Ce numéro de la revue Vingtième Siècle remet en question les représentations toutes faites des régimes militaires en présentant un bilan des nouvelles recherches sur les "années de plomb" de l’Amérique latine.

Dans son numéro janvier-mars, la revue Vingtième Siècle a consacré un dossier spécial à "L’Amérique latine des régimes militaires". Établies durant la période 1960-1980, les dictatures militaires sont devenues les objets d’une recherche très féconde dont ce numéro se propose de dresser le bilan. En prenant principalement comme objets d’étude l’Argentine, le Brésil et le Chili, ce dossier met en l’avant une série d’interrogations qui sont au cœur des nouvelles approches historiques qui ont vu le jour depuis la fin des régimes militaires. Les transitions démocratiques ont de fait permis de porter un regard nouveau sur l’influence de la guerre froide sur l’instauration des dictatures, la stratégie politique des militaires une fois parvenue au pouvoir et l’attitude de la société civile à l’égard des régimes militaires.

 

L’influence de la guerre froide

 

La lutte contre le communisme en Amérique latine, qui a émaillé la période de la guerre froide, s’est soldée par la mise en place de régimes militaires dans la quasi-totalité des pays du Cône sud. Encouragés et soutenus par les États-Unis, les militaires latino-américains n’ont cependant pas agi comme de simples subordonnés. Comme le montre Isabelle Vagnoux, leur coopération dans la lutte contre l’expansion communiste s’est réalisée, sur la base d’intérêts bien compris. Situés à droite de l’échiquier politique, les militaires latino-américains ne se sont appuyés sur l’aide économique et l’assistance militaire fournies par les États-Unis que lorsqu’ils voyaient converger leurs intérêts et ceux de Washington. Fortement attachés à leur indépendance et imbus d’ "ultranationalisme", les régimes militaires ont souvent entrepris des projets qui ont inquiété et mis dans l’embarras la Maison Blanche. De fait, si Kissinger n’a nullement entravé la répression sous Nixon et Ford, toute autre a semblé être l’attitude du président Carter. C’est de fait sous sa présidence que les États-Unis commencèrent à appliquer une certaine pression sur les régimes militaires en condamnant fortement la violation des droits de l’Homme et en conditionnant leur aide économique. Néanmoins, comme le montre Vagnoux, les résultats de ces pressions ont été tout à fait différents de ceux escomptés. En suivant la logique des intérêts bien compris et au nom de la souveraineté nationale, l’Argentine, le Brésil et le Chili se sont tournés vers des créanciers et des producteurs d’armes moins contraignants.

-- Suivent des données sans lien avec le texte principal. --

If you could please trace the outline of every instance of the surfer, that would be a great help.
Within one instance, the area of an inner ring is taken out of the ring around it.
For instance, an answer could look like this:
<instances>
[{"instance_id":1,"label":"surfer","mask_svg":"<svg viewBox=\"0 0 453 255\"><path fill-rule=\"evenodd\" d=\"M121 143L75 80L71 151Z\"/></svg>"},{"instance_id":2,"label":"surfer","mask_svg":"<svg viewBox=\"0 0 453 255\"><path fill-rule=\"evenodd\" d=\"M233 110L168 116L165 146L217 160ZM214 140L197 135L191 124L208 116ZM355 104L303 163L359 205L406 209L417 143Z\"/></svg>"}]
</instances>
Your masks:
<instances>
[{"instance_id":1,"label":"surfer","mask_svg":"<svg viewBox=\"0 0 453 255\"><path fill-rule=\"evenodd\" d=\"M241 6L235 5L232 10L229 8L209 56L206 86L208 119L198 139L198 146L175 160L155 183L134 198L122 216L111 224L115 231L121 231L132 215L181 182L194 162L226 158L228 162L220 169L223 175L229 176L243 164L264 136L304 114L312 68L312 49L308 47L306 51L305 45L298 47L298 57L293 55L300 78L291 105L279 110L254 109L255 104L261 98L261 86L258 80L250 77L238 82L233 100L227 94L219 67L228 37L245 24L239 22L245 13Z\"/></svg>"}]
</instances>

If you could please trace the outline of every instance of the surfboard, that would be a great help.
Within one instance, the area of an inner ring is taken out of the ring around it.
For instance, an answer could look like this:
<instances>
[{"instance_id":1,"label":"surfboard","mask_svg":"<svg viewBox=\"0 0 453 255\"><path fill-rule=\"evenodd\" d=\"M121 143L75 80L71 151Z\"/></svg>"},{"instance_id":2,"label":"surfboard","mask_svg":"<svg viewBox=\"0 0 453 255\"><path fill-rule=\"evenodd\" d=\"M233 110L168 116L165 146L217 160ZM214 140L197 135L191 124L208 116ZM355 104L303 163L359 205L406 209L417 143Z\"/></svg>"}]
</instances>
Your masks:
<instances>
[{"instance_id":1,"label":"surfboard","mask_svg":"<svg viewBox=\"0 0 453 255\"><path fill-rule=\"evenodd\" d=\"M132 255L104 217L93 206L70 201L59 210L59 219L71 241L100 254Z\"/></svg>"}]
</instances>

Cela dit, si le lecteur est invité à réévaluer l’influence des États-Unis sur l’évolution politique et sociale des pays de la région, les chercheurs qui collaborent à ce dossier ne sous-estiment aucunement la portée de l’aide financière et militaire américaines sur la répression à l’échelle continentale. C’est ce que s’attache à montrer Benjamin Offroy avec l’analyse du rôle spécifique de l’opération Condor dans ce qu’il appelle "le système de répression internationale". Si l’opération Condor a été aménagée sous l’égide de la CIA, il n’en demeure pas moins que les intérêts spécifiques de chacun des régimes militaires sud-américains ont été les plus décisifs dans leur adhésion à cette opération. C’est ce qu’illustre le cas du régime du général Stroessner au Paraguay, qui joua un rôle important mais souvent oublié dans ce système de répression et qui mérite d’être étudié en profondeur. Si le Paraguay a rejoint le plan Condor, c’est en raison de la logique stratégique suivie par le régime pour s’assurer des sources de financement auprès des États-Unis et de ses voisins sud-américains. En entérinant le plan Condor, Stroessner se procura, en conséquence, le soutien de ses voisins et garantit l’éradication de l’opposition politique à l’intérieur du territoire paraguayen. Ainsi réussit-il à se prémunir des menaces qui auraient pu mettre son pouvoir en péril.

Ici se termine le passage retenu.